The Set Up
I do not see how property 6 (P6) proves the assertion that $1 \neq 0$.
Spivak gives 6 properties of numbers before asserting this fact, followed by the statement that "there is no way it could possibly be proved on the basis of the other properties listed--these properties would all hold if there were only one number, namely, $0$."
The Properties:
(P1) If $a, b$, and $c$ are any numbers, then: $$a + (b + c) = (a + b) + c$$
(P2) If $a$ is any number, then $$a + 0 = 0 + a = a$$
(P3) For every number $a$, there is a number $-a$ such that $$a + (-a) = (-a) + a = 0$$
(P4) If $a$ and $b$ are any numbers, then $$a + b = b + a$$
(P5) If $a, b$, and $c$ are any numbers, then $$a \cdot (b \cdot c) = (a \cdot b) \cdot c$$
(P6) If $a$ is any number, then $$a \cdot 1 = 1 \cdot a = a$$
My Attempt
I took the statement "these properties would all hold if there were only one number, namely, $0$" and input $0$ into all the properties. And yes, they held. Point: I was a skeptical about (P3) because of $-0$ but I went with it.

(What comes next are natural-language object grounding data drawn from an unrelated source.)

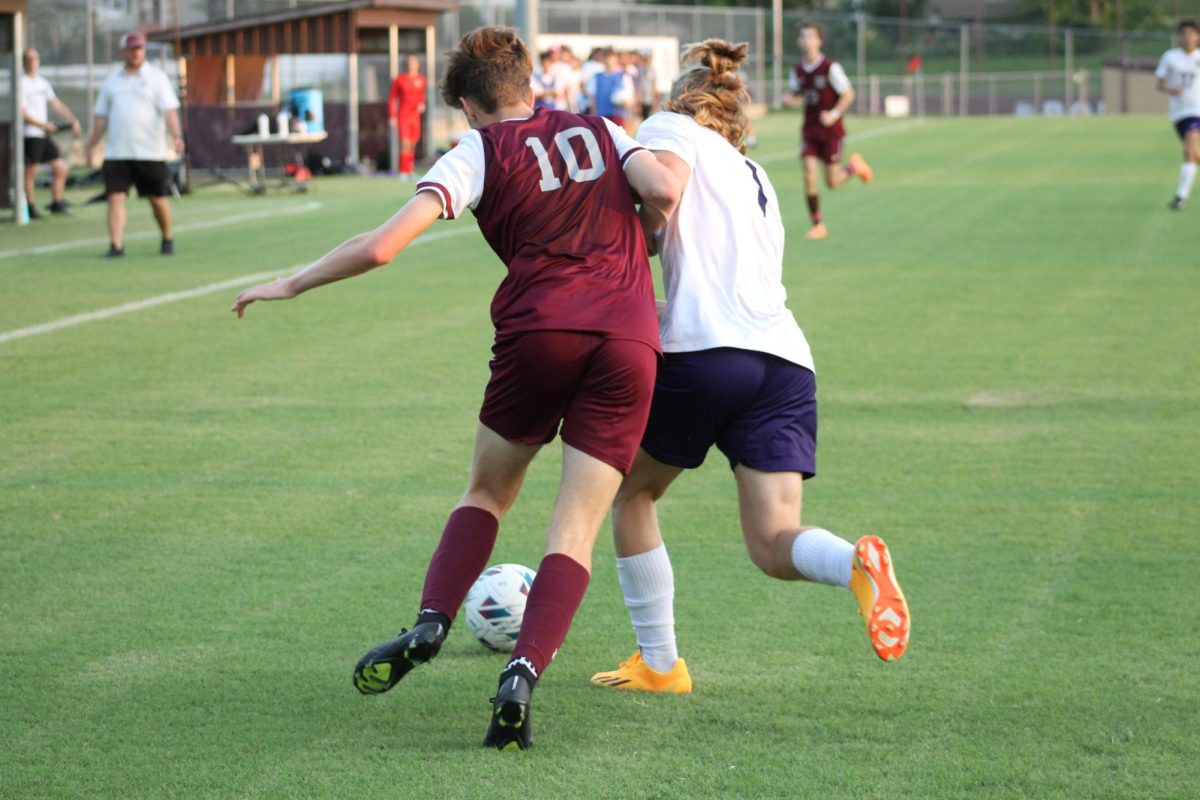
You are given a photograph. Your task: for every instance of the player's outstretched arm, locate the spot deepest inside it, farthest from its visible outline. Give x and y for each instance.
(653, 215)
(660, 185)
(353, 257)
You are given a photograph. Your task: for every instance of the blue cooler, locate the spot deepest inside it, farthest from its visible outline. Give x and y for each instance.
(309, 106)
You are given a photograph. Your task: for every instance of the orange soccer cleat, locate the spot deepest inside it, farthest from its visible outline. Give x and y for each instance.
(637, 675)
(862, 168)
(880, 599)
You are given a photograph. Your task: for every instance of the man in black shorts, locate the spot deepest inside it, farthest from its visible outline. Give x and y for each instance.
(37, 98)
(137, 108)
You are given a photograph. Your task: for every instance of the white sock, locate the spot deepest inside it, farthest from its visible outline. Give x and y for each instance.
(822, 557)
(1187, 174)
(648, 584)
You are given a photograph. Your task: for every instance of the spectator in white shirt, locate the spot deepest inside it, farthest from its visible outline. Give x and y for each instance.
(36, 98)
(137, 107)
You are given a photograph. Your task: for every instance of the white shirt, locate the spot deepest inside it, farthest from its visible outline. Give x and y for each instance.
(1180, 68)
(35, 100)
(838, 78)
(457, 178)
(723, 250)
(135, 104)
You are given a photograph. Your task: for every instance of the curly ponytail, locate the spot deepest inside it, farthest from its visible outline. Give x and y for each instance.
(709, 89)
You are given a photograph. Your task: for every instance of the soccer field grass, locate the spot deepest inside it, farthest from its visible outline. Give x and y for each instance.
(205, 522)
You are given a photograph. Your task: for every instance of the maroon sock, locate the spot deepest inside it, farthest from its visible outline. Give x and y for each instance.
(462, 554)
(556, 595)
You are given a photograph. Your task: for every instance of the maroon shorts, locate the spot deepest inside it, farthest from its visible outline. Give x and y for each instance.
(827, 149)
(408, 127)
(599, 390)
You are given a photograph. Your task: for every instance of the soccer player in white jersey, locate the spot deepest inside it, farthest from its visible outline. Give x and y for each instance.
(1177, 78)
(737, 373)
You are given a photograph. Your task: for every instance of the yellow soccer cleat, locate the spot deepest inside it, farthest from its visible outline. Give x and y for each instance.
(635, 674)
(880, 599)
(862, 168)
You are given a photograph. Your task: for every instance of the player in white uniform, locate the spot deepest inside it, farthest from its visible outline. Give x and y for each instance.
(737, 373)
(1177, 78)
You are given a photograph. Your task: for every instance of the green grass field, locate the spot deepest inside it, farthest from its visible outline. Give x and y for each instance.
(205, 522)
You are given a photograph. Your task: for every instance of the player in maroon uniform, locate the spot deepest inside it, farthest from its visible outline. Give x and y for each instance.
(406, 103)
(576, 343)
(825, 89)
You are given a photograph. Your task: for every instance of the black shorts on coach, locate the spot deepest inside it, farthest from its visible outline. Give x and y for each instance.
(41, 150)
(150, 176)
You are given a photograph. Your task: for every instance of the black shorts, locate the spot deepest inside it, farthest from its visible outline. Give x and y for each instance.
(41, 150)
(1187, 125)
(759, 409)
(150, 178)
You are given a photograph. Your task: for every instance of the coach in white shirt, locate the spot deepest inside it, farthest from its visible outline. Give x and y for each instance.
(37, 98)
(137, 108)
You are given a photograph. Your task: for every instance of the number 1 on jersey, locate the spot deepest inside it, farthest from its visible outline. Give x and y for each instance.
(550, 181)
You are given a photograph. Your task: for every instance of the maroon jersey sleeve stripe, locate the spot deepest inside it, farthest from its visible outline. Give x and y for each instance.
(630, 152)
(445, 196)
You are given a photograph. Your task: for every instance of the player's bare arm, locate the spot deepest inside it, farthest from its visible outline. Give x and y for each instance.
(653, 217)
(1175, 91)
(353, 257)
(659, 186)
(99, 127)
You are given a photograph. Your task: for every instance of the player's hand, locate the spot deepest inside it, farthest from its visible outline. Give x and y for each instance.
(277, 289)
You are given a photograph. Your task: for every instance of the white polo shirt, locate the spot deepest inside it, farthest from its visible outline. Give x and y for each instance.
(35, 100)
(723, 250)
(135, 104)
(1181, 70)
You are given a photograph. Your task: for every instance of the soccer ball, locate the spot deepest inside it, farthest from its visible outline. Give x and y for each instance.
(495, 605)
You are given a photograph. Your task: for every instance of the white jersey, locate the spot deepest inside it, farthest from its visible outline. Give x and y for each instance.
(35, 100)
(135, 104)
(1180, 68)
(723, 251)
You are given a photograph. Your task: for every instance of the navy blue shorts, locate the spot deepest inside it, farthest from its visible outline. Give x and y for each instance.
(759, 409)
(1187, 124)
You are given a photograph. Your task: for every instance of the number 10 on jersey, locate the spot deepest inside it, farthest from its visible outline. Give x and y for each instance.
(550, 181)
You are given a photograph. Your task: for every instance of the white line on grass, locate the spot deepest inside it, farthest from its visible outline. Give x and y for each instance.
(187, 294)
(149, 234)
(779, 155)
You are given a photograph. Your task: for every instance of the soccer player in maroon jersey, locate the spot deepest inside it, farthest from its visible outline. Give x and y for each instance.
(825, 89)
(406, 103)
(576, 343)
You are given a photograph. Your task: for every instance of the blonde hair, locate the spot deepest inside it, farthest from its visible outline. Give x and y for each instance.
(709, 89)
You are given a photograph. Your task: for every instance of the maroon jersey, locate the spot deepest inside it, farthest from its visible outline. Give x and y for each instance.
(814, 82)
(550, 196)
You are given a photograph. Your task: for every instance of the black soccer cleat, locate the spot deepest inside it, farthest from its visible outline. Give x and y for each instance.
(384, 666)
(510, 727)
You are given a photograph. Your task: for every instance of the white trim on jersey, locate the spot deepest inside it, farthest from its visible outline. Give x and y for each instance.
(723, 250)
(838, 78)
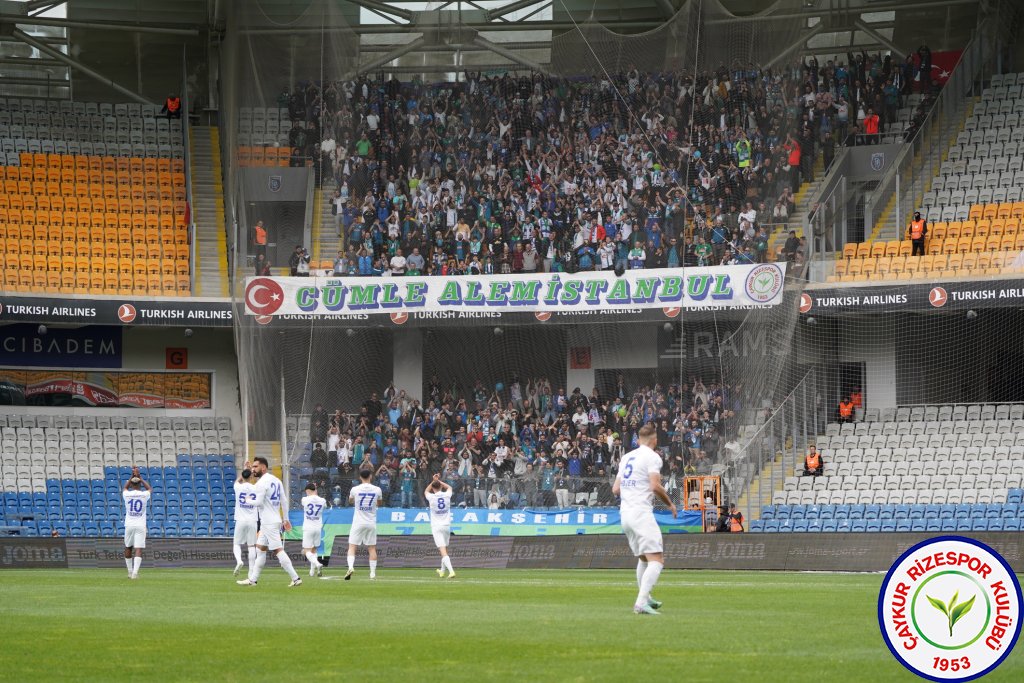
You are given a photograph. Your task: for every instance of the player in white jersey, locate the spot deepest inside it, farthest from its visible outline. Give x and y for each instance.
(312, 527)
(638, 481)
(246, 518)
(136, 500)
(365, 498)
(271, 501)
(438, 497)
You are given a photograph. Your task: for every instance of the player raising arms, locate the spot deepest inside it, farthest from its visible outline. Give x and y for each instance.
(312, 526)
(638, 481)
(365, 497)
(270, 502)
(136, 501)
(438, 497)
(246, 517)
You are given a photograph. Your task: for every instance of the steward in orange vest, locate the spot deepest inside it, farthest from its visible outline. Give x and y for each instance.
(918, 231)
(172, 107)
(813, 464)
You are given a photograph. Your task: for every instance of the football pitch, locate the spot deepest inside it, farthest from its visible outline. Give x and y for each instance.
(179, 625)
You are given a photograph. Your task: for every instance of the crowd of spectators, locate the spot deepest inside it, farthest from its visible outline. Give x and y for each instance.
(528, 444)
(529, 173)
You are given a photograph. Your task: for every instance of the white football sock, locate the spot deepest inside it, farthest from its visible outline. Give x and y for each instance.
(286, 564)
(256, 567)
(649, 580)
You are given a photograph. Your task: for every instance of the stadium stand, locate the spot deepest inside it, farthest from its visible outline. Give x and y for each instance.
(974, 207)
(66, 473)
(93, 199)
(922, 468)
(420, 166)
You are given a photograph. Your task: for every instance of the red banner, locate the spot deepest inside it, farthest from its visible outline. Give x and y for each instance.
(88, 393)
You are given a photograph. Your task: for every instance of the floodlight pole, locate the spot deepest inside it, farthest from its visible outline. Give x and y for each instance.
(74, 63)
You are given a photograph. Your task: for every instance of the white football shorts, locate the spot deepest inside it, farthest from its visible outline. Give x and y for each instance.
(269, 537)
(245, 532)
(134, 537)
(363, 536)
(643, 534)
(311, 536)
(441, 536)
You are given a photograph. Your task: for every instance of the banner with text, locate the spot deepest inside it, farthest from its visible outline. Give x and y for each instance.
(481, 521)
(712, 288)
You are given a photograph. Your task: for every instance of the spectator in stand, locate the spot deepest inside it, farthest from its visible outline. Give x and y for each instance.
(916, 231)
(813, 463)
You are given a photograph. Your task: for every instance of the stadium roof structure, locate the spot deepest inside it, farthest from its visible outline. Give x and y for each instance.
(41, 40)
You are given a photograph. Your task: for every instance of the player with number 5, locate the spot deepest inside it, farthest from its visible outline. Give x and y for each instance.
(438, 497)
(639, 480)
(365, 497)
(136, 501)
(270, 501)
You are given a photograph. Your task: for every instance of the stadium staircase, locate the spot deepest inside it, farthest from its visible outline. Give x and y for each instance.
(208, 197)
(801, 200)
(325, 238)
(927, 468)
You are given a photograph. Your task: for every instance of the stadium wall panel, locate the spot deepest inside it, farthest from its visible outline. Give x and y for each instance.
(792, 552)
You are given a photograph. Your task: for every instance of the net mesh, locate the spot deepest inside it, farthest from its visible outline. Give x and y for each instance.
(729, 389)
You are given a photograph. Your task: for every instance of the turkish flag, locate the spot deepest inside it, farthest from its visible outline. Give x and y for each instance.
(943, 65)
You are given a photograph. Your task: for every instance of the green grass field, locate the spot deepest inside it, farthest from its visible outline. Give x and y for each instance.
(410, 626)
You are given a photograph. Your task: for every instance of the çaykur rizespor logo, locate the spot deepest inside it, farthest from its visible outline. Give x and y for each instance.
(949, 608)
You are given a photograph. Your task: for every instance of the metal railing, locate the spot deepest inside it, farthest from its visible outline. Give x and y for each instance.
(910, 175)
(185, 140)
(779, 441)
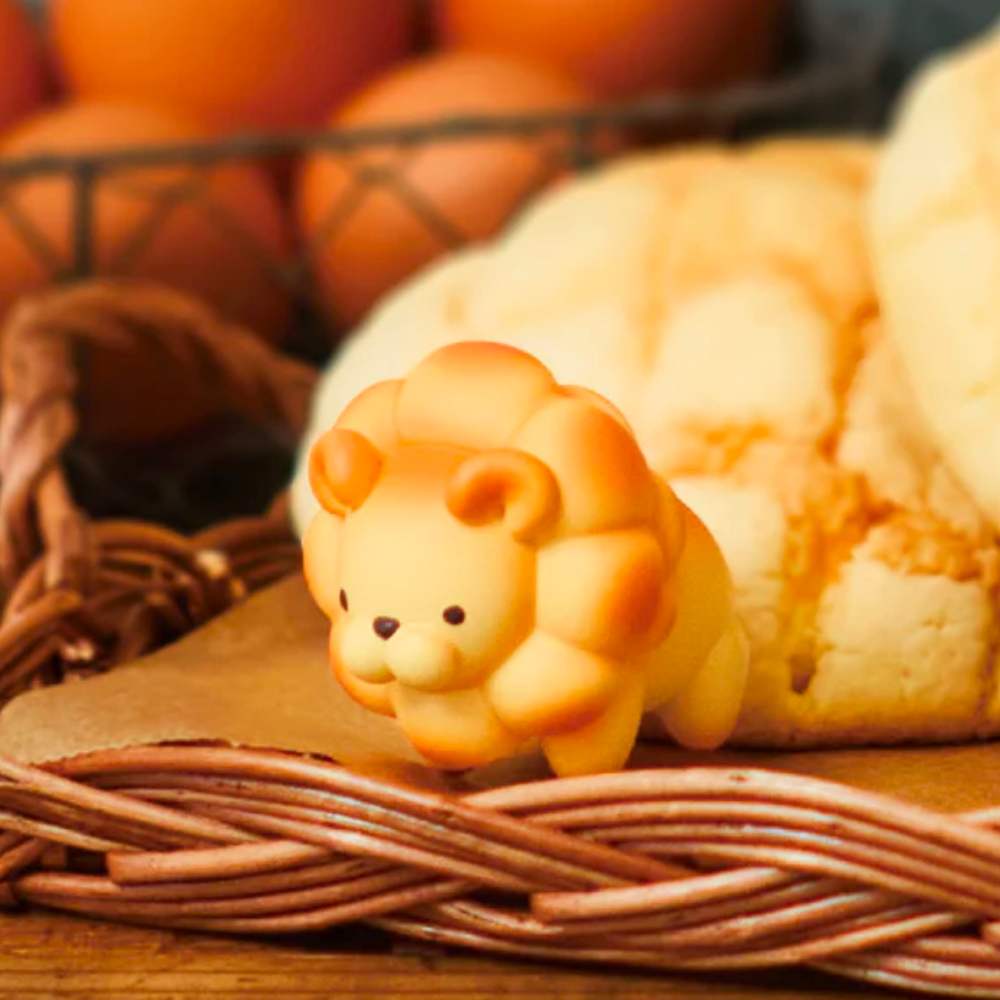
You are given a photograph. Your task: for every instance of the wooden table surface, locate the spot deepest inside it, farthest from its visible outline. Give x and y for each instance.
(48, 955)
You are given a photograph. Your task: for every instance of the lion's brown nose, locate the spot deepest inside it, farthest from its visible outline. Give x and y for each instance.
(385, 627)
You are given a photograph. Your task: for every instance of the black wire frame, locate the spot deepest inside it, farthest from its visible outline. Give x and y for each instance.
(563, 140)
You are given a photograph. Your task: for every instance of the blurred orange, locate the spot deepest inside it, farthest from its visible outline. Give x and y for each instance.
(472, 186)
(623, 47)
(24, 76)
(237, 64)
(146, 227)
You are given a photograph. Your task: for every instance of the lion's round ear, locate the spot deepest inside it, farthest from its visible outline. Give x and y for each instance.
(344, 467)
(505, 484)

I then input $0$ into (P6) for a and as the equation stated, I ended up with $a$. It was at this point I felt stuck.
How does (P6) prove the assertion $1 \neq 0$ where the other properties could not? Could I please have a hint or critique on my thinking?
Thank you
P6 holds in the set with one element denoted both by $0 $ and $1 $ endowed with the only possible binary operation. Therefore it cannot imply $0\neq1 $.